- Born: 9 October 1955 Monto, Queensland, Australia
- Died: 3 June 2014 (aged 58) Brisbane, Queensland, Australia
- Education: Queensland College of Art
- Known for: Painting, printmaking
- Movement: Urban indigenous art
- Awards: Moët & Chandon Australian Art Fellowship (1991) John McCaughey Memorial Art Prize (1997)

= Gordon Bennett (artist) =

Australian artist (1955–2014)

Gordon Bennett (9 October 1955 – 3 June 2014) was an Birri Gubba and Darumbal artist of Aboriginal and Anglo-Celtic descent. Born in Monto, Queensland, Bennett was a significant figure in contemporary Indigenous Australian art.

==Early life==
Born in Monto, Queensland, in 1955, of Anglo-Celtic and Aboriginal ancestry, Gordon Bennett grew up in Victoria from the age of four, when his family moved back to Queensland, to the town of Nambour. He attended Nambour State High School. He left school at fifteen and worked in a variety of trades before undertaking formal art studies at the Queensland College of Art, Brisbane between 1986 and 1988.

==Career==
Some of his work is about what he saw when he was young. His 1991 painting Nine Ricochets won the prestigious Moët & Chandon Australian Art Fellowship, and he rapidly established himself as a leading figure in the Australian art world. Bennett lived and worked in Brisbane, where he created paintings, prints and worked in multi-media.

In 2004, Bennett, together with Peter Robinson, had a two-person exhibition Three Colours, which showed at several Victorian art galleries including Heide Museum of Modern Art, Shepparton Art Gallery, Bendigo Art Gallery and the Ballarat Fine Art Gallery. In late 2007 he had a solo exhibition at the National Gallery of Victoria, that set his works on colonialism in an international context.

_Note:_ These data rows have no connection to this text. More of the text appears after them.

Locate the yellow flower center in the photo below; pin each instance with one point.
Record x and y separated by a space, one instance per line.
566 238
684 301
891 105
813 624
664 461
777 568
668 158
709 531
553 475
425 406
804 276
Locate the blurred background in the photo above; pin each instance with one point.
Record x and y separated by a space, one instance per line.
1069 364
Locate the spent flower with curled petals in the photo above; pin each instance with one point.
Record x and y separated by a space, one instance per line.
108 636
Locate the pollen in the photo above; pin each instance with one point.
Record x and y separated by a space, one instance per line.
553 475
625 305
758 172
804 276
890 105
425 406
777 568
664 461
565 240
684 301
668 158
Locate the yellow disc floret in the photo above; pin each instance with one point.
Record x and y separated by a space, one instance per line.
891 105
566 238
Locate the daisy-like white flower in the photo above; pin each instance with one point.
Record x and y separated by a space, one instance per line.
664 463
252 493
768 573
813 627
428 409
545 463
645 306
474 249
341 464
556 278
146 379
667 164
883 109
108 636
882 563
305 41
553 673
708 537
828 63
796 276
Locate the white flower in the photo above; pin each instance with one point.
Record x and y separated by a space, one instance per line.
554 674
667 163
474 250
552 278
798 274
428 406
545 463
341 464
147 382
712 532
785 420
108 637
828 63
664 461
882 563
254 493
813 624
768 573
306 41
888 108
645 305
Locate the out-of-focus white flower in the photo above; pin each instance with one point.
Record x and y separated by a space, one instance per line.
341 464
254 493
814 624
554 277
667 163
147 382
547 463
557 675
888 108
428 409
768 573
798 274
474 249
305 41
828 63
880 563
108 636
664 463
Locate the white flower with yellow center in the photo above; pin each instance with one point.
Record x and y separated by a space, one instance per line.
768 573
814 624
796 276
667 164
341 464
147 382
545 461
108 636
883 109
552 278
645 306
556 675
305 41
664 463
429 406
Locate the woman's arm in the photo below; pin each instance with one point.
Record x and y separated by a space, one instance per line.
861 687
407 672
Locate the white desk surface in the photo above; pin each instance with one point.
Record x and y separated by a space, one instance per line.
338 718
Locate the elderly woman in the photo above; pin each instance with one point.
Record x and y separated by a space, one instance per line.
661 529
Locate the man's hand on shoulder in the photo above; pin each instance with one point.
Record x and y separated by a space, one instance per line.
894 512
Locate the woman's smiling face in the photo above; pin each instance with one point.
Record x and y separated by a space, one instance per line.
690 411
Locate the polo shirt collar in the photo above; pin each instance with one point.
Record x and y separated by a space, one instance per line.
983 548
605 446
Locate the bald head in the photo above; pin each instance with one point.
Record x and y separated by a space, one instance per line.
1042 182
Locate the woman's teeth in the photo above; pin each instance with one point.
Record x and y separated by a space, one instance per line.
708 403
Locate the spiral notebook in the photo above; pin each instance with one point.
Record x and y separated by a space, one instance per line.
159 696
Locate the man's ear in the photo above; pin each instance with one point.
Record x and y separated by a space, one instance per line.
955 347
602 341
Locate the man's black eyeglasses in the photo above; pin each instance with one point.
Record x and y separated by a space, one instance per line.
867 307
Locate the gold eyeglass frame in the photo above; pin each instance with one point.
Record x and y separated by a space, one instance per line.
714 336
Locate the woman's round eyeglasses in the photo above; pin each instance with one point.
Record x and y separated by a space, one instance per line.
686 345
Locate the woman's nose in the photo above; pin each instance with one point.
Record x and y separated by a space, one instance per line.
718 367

Selected solo exhibitions include: Outsider / Insider: The Art of Gordon Bennett, The Aboriginal Art Museum, Utrecht, The Netherlands, (2012); Gordon Bennett: a survey, National Gallery of Victoria, Melbourne (2007), and touring to Queensland Art Gallery, Brisbane and Art Gallery of Western Australia, Perth; The Expiation of Guilt, Museum of Archaeology and Anthropology, University of Cambridge, UK (2007); History and Memory in the Art of Gordon Bennett, Brisbane City Gallery (1999), and touring to Ikon Gallery, Birmingham, UK; Arnolfini, Bristol, UK; Henie Onstad Kunstsenter, Norway.

In 2017, his work featured in the group exhibition In the future everything will be as certain as it used to be at Framer Framed, Amsterdam, The Netherlands.

Bennett exhibited his work in biennales in numerous cities, including Sydney, Venice, Gwangju, Shanghai, Prague and Berlin.

==Views==
Bennett expressed his discomfort with being seen as spokesman for Aboriginal peoples, and in a manifesto (or 'manifest toe' as he called it) published in 1996 he spoke of his wish "to avoid banal containment as a professional Aborigine, which both misrepresents me and denies my upbringing and Scottish/English heritage," while simultaneously expressing his wish that his young daughter could grow up in a society where her life would not be defined by her race. The confrontation of Australian racism is a regular theme in works by Bennett.

==Death==
Gordon Bennett died in Brisbane on 3 June 2014, of natural causes. He was 58.

==Legacy==
Judith Ryan, senior curator from the National Gallery of Victoria in 2004 described Bennett as "an artist's artist" and "like no other artist currently working". Noting the influence of Jackson Pollock, Piet Mondrian and Basquiat, she considered Bennett's style to be theoretical and confronting, and intended to encourage critical reflection on national identity.

Bennett is represented in most major public collections in Australia, including the Queensland Art Gallery, as well as in several important overseas collections.

In September 2017, Bennett's 1991 Possession Island was unveiled at London's Tate Modern.